El País Azul es una enorme extensión de terreno y en tan vasto territorio muchos desean gobernar. Por eso, desde tiempos remotos hubo guerras y enfrentamientos por el poder y el dominio de unos sobre otros. Después de miles de años de historia se llegó a un precario equilibrio: cinco reyes se elevaron como dignatarios y el país se dividió en cinco partes, las cuales eran gestionadas y administradas según el deseo de cada uno. La monarquía era renovada con los herederos de cada casa real. Así se mantuvo a lo largo de los años y así ha llegado a nuestros días.

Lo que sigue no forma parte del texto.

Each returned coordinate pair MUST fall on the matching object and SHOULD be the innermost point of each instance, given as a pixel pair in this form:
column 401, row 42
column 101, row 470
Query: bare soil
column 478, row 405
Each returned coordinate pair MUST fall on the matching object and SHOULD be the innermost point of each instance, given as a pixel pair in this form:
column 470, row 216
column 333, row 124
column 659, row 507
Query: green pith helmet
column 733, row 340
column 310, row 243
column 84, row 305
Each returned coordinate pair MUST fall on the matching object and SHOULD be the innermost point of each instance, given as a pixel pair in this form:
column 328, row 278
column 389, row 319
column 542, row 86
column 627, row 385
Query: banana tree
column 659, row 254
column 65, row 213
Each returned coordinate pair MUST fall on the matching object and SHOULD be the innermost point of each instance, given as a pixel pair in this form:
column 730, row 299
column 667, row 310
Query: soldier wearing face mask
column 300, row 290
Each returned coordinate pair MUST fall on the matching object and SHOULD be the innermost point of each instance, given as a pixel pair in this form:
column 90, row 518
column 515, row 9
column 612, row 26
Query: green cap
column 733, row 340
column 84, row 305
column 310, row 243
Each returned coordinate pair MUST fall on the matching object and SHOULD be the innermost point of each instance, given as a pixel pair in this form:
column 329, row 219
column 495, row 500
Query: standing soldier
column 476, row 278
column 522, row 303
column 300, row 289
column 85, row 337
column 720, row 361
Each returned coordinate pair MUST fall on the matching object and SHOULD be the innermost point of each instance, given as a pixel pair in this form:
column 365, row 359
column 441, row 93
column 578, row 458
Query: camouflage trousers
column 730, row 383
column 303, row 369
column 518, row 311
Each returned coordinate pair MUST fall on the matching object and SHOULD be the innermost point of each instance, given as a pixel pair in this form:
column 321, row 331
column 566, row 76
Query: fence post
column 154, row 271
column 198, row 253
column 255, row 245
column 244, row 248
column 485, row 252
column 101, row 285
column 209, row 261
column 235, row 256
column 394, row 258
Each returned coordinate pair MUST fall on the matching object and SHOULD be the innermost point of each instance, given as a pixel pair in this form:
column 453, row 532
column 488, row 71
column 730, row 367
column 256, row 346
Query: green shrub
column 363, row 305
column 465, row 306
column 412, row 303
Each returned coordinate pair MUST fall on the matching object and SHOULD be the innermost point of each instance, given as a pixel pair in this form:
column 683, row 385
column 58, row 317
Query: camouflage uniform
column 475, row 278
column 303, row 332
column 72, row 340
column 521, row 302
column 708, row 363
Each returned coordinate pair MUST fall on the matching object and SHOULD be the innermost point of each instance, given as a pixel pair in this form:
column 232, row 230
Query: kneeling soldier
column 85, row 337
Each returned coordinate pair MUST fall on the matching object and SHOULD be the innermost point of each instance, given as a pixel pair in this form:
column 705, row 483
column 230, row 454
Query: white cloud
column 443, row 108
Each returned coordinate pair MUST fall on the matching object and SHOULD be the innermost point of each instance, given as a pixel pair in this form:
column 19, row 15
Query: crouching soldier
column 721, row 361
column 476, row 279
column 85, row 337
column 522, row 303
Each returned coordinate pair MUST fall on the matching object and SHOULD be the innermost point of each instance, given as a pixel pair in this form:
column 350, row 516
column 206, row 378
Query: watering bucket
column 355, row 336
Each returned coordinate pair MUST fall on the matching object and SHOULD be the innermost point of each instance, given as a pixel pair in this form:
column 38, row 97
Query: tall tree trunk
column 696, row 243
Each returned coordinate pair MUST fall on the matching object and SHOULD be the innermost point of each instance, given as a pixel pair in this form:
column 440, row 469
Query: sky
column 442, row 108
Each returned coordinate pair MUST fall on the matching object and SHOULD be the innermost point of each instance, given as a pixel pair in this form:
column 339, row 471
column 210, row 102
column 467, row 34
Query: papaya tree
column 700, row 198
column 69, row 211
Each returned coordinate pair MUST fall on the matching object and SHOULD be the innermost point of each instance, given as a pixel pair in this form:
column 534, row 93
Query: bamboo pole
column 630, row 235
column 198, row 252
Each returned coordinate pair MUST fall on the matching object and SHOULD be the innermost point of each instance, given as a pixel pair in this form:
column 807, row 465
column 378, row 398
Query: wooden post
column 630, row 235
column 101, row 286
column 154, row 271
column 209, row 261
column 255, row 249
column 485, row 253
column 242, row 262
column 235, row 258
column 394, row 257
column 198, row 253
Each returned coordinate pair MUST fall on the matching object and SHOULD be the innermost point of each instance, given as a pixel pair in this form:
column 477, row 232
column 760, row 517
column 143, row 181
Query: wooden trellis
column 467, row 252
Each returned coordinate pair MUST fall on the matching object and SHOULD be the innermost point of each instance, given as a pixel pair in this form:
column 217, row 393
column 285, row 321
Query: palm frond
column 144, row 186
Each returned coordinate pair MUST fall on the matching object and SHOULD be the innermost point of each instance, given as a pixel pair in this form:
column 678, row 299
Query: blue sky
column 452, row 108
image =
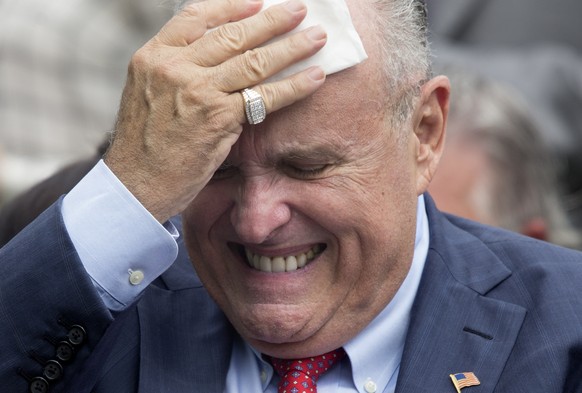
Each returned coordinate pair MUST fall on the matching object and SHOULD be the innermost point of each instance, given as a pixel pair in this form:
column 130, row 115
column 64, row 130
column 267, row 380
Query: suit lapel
column 186, row 341
column 454, row 328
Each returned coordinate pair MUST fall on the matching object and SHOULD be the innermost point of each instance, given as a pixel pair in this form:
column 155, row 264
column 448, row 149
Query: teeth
column 282, row 264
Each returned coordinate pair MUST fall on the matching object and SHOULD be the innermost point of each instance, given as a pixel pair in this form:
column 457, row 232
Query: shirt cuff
column 121, row 245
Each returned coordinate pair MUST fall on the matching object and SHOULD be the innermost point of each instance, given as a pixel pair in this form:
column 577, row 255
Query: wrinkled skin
column 181, row 109
column 325, row 174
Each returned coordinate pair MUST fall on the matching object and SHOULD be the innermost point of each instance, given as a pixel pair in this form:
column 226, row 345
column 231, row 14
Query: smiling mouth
column 282, row 264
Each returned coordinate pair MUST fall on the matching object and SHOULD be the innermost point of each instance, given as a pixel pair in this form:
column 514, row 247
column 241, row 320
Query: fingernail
column 316, row 33
column 294, row 5
column 316, row 74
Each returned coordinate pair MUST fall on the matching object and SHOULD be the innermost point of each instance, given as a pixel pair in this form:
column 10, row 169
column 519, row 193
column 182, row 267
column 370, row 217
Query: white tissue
column 343, row 48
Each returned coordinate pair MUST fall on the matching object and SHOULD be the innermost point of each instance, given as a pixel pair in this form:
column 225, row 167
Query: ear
column 429, row 121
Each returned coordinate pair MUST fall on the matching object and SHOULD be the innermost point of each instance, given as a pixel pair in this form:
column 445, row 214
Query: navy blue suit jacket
column 505, row 307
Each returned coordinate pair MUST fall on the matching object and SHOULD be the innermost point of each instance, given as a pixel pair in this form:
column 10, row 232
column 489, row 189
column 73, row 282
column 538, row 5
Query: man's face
column 323, row 190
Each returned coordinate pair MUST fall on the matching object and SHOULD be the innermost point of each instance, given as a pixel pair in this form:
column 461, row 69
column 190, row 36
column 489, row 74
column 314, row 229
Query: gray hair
column 523, row 185
column 403, row 34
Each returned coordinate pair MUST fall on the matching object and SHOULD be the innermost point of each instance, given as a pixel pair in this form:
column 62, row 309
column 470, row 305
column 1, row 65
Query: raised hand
column 182, row 110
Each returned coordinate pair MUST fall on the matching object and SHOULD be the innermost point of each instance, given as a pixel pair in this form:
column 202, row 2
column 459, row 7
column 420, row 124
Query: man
column 517, row 42
column 507, row 176
column 308, row 229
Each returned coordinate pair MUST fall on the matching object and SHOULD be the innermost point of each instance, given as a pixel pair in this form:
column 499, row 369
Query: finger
column 283, row 93
column 194, row 20
column 256, row 65
column 235, row 38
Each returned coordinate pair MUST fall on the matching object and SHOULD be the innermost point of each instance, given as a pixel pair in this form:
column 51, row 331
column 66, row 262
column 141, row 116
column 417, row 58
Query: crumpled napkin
column 343, row 48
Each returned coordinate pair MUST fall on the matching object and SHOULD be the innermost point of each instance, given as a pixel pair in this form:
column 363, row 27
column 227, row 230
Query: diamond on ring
column 254, row 106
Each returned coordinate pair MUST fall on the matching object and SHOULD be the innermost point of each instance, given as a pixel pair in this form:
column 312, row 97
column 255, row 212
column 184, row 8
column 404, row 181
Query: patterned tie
column 300, row 376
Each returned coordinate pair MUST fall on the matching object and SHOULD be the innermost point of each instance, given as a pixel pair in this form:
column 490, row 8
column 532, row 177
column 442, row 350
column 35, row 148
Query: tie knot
column 301, row 375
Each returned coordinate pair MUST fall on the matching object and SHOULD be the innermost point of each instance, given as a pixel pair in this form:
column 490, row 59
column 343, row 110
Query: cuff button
column 64, row 351
column 52, row 370
column 38, row 385
column 76, row 335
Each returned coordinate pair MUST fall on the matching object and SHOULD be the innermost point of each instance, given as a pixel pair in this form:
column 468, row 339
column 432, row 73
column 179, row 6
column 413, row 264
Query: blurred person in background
column 496, row 169
column 533, row 46
column 62, row 66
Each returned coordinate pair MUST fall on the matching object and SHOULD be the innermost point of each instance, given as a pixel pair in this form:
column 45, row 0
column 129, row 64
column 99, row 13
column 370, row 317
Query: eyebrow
column 312, row 152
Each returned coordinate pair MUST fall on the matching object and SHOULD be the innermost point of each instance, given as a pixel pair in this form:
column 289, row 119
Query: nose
column 259, row 211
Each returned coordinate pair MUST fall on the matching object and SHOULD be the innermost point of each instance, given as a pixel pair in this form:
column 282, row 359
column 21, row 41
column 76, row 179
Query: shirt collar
column 384, row 337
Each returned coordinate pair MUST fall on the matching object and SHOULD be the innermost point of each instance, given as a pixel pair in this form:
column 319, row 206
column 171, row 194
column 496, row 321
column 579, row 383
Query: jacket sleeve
column 51, row 315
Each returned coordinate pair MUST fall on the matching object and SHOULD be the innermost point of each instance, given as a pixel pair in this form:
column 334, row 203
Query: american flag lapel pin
column 464, row 380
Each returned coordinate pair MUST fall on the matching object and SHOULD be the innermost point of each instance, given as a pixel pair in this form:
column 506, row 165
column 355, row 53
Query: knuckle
column 193, row 11
column 232, row 37
column 256, row 63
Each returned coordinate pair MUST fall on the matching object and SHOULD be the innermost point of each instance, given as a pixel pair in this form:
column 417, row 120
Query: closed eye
column 303, row 171
column 225, row 170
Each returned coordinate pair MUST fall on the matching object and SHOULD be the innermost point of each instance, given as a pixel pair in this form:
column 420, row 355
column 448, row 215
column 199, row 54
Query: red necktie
column 300, row 376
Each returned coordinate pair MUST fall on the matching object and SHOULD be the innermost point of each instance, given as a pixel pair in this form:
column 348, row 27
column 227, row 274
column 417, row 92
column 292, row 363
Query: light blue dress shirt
column 124, row 248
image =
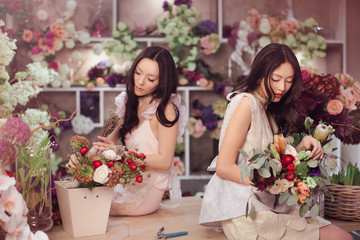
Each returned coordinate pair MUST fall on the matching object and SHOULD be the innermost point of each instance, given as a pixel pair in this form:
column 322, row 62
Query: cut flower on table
column 293, row 176
column 107, row 168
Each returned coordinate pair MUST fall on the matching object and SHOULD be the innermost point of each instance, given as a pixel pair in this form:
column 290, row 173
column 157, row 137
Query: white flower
column 98, row 48
column 109, row 154
column 71, row 5
column 42, row 15
column 101, row 174
column 83, row 37
column 264, row 26
column 82, row 125
column 70, row 44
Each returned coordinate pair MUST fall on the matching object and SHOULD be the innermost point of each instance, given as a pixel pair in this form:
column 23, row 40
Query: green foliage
column 350, row 177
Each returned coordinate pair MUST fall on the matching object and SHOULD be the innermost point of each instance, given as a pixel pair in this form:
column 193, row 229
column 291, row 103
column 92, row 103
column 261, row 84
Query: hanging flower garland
column 258, row 30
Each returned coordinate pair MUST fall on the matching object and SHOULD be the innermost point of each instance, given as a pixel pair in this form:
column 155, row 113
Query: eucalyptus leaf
column 312, row 163
column 283, row 197
column 243, row 153
column 264, row 173
column 315, row 210
column 292, row 200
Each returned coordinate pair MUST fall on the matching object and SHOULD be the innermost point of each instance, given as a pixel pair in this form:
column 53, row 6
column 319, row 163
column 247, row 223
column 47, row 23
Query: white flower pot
column 84, row 212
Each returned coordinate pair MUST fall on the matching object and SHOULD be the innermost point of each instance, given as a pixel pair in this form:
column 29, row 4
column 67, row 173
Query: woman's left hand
column 309, row 142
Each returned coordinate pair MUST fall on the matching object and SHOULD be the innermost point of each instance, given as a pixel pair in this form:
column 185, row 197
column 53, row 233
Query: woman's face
column 146, row 77
column 280, row 81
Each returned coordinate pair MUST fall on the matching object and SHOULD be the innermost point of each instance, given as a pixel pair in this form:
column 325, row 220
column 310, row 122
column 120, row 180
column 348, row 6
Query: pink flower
column 35, row 50
column 53, row 65
column 306, row 76
column 334, row 107
column 16, row 130
column 27, row 35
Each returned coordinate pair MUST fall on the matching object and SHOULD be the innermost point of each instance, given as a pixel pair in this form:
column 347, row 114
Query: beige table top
column 183, row 218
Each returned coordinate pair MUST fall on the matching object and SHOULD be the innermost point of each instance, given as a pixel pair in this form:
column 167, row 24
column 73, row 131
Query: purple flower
column 185, row 2
column 17, row 129
column 207, row 27
column 166, row 6
column 315, row 171
column 195, row 104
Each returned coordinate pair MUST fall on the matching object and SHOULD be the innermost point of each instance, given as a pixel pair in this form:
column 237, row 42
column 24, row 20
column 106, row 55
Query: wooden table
column 183, row 218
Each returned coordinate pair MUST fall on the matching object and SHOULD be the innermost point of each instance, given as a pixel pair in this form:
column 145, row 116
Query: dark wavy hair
column 168, row 81
column 264, row 64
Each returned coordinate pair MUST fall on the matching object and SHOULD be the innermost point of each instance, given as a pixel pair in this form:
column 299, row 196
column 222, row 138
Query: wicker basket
column 346, row 204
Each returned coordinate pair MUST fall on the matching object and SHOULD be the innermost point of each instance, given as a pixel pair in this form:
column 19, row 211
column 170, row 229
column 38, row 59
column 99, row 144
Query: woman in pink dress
column 152, row 120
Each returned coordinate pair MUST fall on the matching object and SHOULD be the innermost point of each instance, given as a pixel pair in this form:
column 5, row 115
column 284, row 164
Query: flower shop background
column 99, row 18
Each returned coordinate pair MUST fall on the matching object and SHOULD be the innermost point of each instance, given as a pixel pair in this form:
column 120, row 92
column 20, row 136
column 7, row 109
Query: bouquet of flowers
column 207, row 118
column 292, row 175
column 335, row 100
column 109, row 168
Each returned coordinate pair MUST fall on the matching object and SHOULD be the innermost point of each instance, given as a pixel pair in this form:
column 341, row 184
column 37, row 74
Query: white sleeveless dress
column 224, row 202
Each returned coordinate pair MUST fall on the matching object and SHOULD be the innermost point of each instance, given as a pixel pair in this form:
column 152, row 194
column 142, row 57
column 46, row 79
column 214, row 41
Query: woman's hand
column 309, row 142
column 104, row 144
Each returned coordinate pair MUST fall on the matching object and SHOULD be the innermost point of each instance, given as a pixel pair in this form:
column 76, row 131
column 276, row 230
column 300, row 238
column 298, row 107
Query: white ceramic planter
column 84, row 212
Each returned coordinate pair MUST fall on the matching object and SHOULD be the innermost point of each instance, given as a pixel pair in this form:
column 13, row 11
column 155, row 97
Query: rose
column 321, row 132
column 334, row 107
column 303, row 188
column 287, row 159
column 109, row 154
column 101, row 174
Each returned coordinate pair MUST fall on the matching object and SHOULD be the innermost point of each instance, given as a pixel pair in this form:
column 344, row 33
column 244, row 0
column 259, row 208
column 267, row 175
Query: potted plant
column 85, row 201
column 345, row 189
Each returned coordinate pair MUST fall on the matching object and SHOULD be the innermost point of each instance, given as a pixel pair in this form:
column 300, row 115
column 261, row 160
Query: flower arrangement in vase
column 293, row 177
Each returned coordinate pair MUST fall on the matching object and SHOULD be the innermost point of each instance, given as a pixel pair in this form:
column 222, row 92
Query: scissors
column 162, row 235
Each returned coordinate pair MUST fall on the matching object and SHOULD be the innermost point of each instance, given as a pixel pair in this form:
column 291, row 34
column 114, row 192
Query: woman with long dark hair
column 152, row 119
column 261, row 106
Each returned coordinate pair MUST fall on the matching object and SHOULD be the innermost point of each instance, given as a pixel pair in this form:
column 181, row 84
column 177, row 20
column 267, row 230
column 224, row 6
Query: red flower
column 287, row 159
column 290, row 175
column 139, row 179
column 84, row 150
column 291, row 167
column 97, row 163
column 133, row 166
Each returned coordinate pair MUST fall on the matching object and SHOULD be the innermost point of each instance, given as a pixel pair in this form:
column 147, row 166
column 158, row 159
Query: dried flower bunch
column 107, row 168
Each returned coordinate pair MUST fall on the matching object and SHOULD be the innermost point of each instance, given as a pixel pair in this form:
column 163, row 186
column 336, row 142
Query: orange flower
column 303, row 188
column 280, row 143
column 27, row 35
column 302, row 198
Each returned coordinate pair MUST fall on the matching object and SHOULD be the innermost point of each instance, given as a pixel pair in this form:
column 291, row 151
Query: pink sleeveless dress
column 144, row 198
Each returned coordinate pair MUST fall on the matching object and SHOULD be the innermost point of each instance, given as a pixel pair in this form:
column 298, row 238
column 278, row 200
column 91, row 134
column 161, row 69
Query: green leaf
column 314, row 212
column 292, row 200
column 303, row 209
column 243, row 153
column 264, row 173
column 283, row 197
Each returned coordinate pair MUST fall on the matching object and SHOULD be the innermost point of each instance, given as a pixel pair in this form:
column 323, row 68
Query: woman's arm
column 167, row 142
column 309, row 142
column 234, row 139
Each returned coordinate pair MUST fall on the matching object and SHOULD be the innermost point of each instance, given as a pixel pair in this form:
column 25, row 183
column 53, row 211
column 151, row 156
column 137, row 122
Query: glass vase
column 33, row 175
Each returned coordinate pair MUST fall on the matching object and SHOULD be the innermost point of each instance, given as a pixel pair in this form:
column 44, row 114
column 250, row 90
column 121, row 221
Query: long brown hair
column 264, row 64
column 168, row 81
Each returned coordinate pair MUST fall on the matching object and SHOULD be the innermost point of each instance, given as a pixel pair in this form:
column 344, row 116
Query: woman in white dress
column 261, row 106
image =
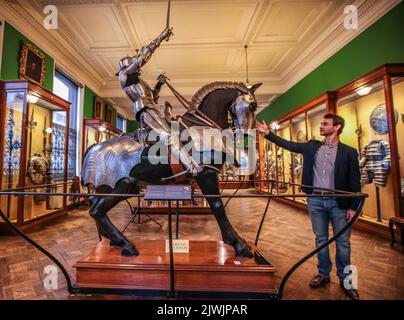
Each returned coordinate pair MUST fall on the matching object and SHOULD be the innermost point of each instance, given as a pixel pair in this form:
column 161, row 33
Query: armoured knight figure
column 145, row 99
column 375, row 163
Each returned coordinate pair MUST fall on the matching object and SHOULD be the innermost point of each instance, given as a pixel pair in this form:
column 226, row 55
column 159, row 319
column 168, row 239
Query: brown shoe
column 319, row 281
column 351, row 293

Bien es sabido que un hombre no puede organizar los asuntos de todo un reino en solitario y por esto se delegaron funciones en otros individuos, que tejían el enramado político del País Azul. Hubo algunos que sobresalieron por su inteligencia y perspicacia; gente destacada que ocupó una destacada posición en los concilios reales. Se les llamó consejeros y todo aquel que gobernaba oía sus opiniones y sutiles advertencias. Ostentaban el poder en la sombra: los reyes hablaban, pero ellos movían sus labios.